Most of the technical parts, right now I didn’t get.
In summary, 1) Yes, it is possible to run one part of the code on one accelerator card, and another part on another type of card using clang+OpenMP.
2) Yes, it is also possible to run the same code on different targets.
Will it be possible to show a toy example to achieve these? And a place from where I can start learning?
Thanks again.
Correct.
Toy example to show same code on different/all devices:
#include <omp.h>
#include <stdio.h>
struct Info {
int NumTeams;
int NumThreads;
int Device;
};
int main() {
int ND = omp_get_num_devices();
struct Info *Infos = (struct Info *) calloc(sizeof(Infos[0]), ND);
for (int d = 0; d < ND; ++d) {
#pragma omp target teams device(d) map(from:Infos[d:1])
{
#pragma omp parallel
{
if (omp_get_thread_num() == 0)
if (omp_get_team_num() == 0)
Infos[d] = {omp_get_num_teams(), omp_get_num_threads(), d};
}
}
}
for (int d = 0; d < ND; ++d)
printf("Device %d: %d teams of %d threads\n", Infos[d].Device, Infos[d].NumTeams, Infos[d].NumThreads);
}
The machine:
llvm-omp-device-info | grep "Product Name"

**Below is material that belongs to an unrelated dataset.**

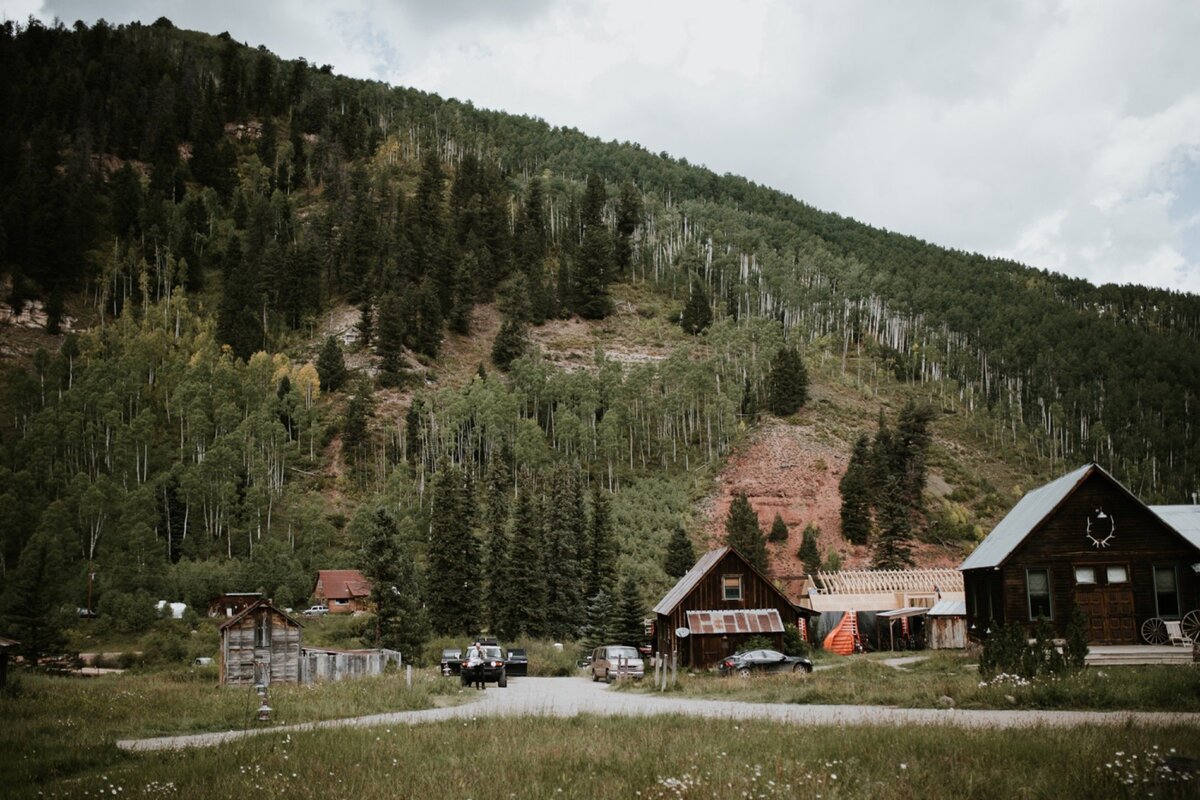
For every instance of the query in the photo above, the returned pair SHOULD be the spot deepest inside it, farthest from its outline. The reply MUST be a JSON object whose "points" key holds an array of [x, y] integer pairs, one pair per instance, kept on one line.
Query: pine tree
{"points": [[565, 528], [681, 555], [778, 529], [401, 623], [787, 384], [354, 425], [594, 262], [454, 557], [528, 565], [331, 366], [856, 494], [912, 444], [809, 552], [743, 534], [627, 625], [629, 216], [31, 614], [365, 325], [893, 546], [601, 545], [389, 341], [595, 631], [697, 313], [509, 343], [497, 566]]}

Product Name AMD Instinct MI250X
Product Name AMD Instinct MI250X
Product Name AMD Instinct MI250X
Product Name AMD Instinct MI250X
Product Name AMD Instinct MI250X
Product Name AMD Instinct MI250X
Product Name AMD Instinct MI250X
Product Name AMD Instinct MI250X
llvm-omp-device-info | grep "Device Name"
Device Name gfx90a
Device Name gfx90a
Device Name gfx90a
Device Name gfx90a
Device Name gfx90a
Device Name gfx90a
Device Name gfx90a
Device Name gfx90a
Compile and run:
clang -O3 -fopenmp --offload-arch=gfx90a test.c
./a.out
Device 0: 440 teams of 256 threads
Device 1: 440 teams of 256 threads
Device 2: 440 teams of 256 threads
Device 3: 440 teams of 256 threads
Device 4: 440 teams of 256 threads
Device 5: 440 teams of 256 threads
Device 6: 440 teams of 256 threads
Device 7: 440 teams of 256 threads
If you have different device types in your system, make sure llvm-omp-device-info
recognizes them. See also our FAQ (openmp.llvm.org).
Then pass all subarchitectures to --offload-arch
, e.g., sm_80,gfx906
.
Can’t say enough thanks for the head start. Let me run and understand this.